All this in a week when the President caught markets off guard by announcing the latest tariffs on Chinese imports. Naturally, deals requiring Chinese regulatory approval were affected. If this course of action is part of the president's reelection plan then one would expect the president to have an end game in which he can claim a victory. However, we are yet to learn of Chinese retaliation to this action. In the meantime, the volatility in the markets should help us identify opportunities in the merger arbitrage space.

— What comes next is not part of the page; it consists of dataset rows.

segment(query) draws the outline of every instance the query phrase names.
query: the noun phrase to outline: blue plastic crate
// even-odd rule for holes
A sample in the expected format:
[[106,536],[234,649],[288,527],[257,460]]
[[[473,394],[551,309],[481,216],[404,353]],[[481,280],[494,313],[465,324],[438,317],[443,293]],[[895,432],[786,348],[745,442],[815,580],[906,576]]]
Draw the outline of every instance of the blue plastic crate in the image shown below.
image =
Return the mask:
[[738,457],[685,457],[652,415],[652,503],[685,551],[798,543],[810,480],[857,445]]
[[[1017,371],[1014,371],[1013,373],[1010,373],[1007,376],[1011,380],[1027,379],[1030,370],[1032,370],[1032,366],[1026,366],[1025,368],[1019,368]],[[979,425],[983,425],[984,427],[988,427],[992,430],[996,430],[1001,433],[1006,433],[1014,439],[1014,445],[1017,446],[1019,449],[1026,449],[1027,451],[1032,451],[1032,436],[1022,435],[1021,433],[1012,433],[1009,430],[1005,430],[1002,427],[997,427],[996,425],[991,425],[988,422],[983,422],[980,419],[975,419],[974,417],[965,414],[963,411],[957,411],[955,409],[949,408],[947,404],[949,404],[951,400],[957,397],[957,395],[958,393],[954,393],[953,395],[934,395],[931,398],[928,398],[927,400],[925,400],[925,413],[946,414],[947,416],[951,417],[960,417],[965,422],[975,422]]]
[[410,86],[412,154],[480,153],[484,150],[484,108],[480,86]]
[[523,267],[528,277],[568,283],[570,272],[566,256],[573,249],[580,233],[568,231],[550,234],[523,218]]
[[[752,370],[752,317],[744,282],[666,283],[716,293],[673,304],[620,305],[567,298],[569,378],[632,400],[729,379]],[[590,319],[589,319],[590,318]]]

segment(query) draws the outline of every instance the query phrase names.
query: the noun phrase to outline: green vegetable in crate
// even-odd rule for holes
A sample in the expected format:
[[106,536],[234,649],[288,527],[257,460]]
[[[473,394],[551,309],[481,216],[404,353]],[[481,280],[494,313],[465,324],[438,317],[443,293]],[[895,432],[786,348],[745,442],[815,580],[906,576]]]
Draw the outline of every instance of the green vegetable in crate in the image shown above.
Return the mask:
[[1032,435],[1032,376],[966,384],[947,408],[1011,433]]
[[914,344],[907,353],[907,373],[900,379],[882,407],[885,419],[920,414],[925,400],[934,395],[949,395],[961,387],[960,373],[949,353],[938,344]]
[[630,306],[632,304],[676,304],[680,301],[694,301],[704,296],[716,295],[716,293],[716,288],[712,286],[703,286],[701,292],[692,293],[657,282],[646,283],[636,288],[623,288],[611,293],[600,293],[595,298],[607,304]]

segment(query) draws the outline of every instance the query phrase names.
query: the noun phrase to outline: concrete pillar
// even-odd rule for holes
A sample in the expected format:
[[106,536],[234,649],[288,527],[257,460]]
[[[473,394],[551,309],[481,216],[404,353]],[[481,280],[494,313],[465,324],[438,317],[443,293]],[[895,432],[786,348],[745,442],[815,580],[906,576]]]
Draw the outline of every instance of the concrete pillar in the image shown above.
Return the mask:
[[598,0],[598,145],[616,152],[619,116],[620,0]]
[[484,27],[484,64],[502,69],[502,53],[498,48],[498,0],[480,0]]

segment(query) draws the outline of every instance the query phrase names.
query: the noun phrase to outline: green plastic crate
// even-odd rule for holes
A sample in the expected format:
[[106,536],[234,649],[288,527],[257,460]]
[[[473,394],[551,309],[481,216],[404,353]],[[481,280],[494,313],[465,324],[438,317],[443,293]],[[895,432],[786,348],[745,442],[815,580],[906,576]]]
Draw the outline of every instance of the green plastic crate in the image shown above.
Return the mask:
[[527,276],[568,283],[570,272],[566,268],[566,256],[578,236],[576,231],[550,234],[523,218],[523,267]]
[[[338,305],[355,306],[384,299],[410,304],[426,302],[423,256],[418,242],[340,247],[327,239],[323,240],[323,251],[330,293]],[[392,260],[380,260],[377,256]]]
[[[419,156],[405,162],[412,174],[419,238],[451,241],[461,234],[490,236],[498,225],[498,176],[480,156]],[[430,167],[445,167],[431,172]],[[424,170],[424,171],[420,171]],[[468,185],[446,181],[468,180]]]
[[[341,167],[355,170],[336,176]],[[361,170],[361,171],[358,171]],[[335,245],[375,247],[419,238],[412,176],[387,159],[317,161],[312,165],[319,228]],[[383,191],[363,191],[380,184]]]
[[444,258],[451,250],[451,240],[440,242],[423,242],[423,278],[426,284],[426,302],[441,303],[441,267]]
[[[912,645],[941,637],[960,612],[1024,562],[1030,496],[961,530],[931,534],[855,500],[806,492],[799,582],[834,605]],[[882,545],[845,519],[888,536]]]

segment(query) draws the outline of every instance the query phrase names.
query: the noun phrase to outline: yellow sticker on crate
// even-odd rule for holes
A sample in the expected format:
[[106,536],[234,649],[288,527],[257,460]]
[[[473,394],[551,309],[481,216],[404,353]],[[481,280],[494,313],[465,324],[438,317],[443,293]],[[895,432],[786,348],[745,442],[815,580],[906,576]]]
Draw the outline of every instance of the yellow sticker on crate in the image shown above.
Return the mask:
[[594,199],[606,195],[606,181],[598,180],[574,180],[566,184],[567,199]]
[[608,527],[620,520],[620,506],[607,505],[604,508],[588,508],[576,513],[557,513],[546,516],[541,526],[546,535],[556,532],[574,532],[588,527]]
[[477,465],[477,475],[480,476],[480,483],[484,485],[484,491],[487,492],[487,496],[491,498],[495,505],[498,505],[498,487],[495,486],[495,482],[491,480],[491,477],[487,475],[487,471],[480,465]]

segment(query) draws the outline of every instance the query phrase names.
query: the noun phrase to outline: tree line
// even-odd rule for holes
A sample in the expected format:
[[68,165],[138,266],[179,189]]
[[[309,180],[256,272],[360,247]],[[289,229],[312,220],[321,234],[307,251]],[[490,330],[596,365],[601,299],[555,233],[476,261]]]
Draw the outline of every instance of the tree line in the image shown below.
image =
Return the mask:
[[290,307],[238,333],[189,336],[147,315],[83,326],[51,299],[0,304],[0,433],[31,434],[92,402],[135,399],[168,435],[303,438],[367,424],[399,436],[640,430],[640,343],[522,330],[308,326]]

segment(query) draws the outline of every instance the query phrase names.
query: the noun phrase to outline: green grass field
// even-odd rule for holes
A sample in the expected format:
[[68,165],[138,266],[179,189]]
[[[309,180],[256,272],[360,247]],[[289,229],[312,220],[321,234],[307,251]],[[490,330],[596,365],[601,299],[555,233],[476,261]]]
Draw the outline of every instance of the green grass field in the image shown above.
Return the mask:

We are currently researching the possibility of using active arbitrage with MLNX in the same way we have performed well with PACB. (Despite the recent decline, the strategy remains valid). With fewer new deals making it into the investable space and existing returns being dominated by a handful of spreads, it seems wise to expand our horizons and strategy implementation.

We maintain a mildly positive outlook for the profitability of merger arbitrage but we will be paying close attention to the political scene and corporate announcements made during the coming week.

Merger arbitrage trading is not without risks. This strategy, although accessible to individuals as well as professionals, should be thoroughly understood BEFORE investment capital is put at risk. To assist the reader, "evergreen" content such as "how-to" & introductory guides, a reading list and much more including a list of the largest cash merger arbitrage spreads currently available can be found at the Merger Arbitrage Limited website associated with the author of this article.

Disclosure: I am/we are long PACB, ONCE, ACIA, MLNX, RRGB. I wrote this article myself, and it expresses my own opinions. I am not receiving compensation for it (other than from Seeking Alpha). I have no business relationship with any company whose stock is mentioned in this article.